Of course, we recognize that the sin principle is still extant in the world, and that we all, based upon our own worth, cannot be accounted righteous. Understanding that, “all have sinned and come short of the glory of God” (Romans 3:23). Certainly, then, we deceive ourselves if we confessed that we have not sinned, as the writer in I John I:8, 10 assures. John is writing to exhort us regarding our abode in our new nature, cautioning in 2:1, that, “we sin not”. Furthermore, he goes on to admit in 3:9, “whosoever is born of God doth not commit sin, for his seed remaineth in him: and he cannot sin, because he is born of God”.
John is, in fact, laying out the remedy for being accounted a sinner. That is, sinners are all who have not believed and put their trust in the blood shedding, salvation work of the Lord Jesus Christ. Moreover, it is evident that Paul in I Timothy 1:15 is referring to his past life, declaring himself chief among sinners, since we know at the time of this writing he is confessing the righteousness of God in Christ Jesus (I Corinthians 1:30, Philippians 3:9, Galatians 2:21).

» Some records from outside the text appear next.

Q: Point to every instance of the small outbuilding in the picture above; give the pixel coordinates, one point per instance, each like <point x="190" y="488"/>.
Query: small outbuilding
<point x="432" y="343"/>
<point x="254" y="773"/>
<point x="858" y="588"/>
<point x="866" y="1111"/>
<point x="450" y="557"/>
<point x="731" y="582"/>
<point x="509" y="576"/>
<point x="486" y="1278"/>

Children of God, we must know that our legal standing of righteousness is secure, firmly established upon the new birth obtained through faith in the efficacy of the blood of Jesus. Paul goes on to say, Romans 6:2, “…How shall we, that are dead to sin, live any longer therein”. The important thing for the believers concern is that we not shun the responsibility of continuing to trust God who keeps us from “committing sins”, using as a cloak our legal standing of righteousness in Christ. Neither should we fall back on “sinners saved by grace” as a free pass that inhibits or restricts our ” going on unto perfection” (Hebrews 6:1).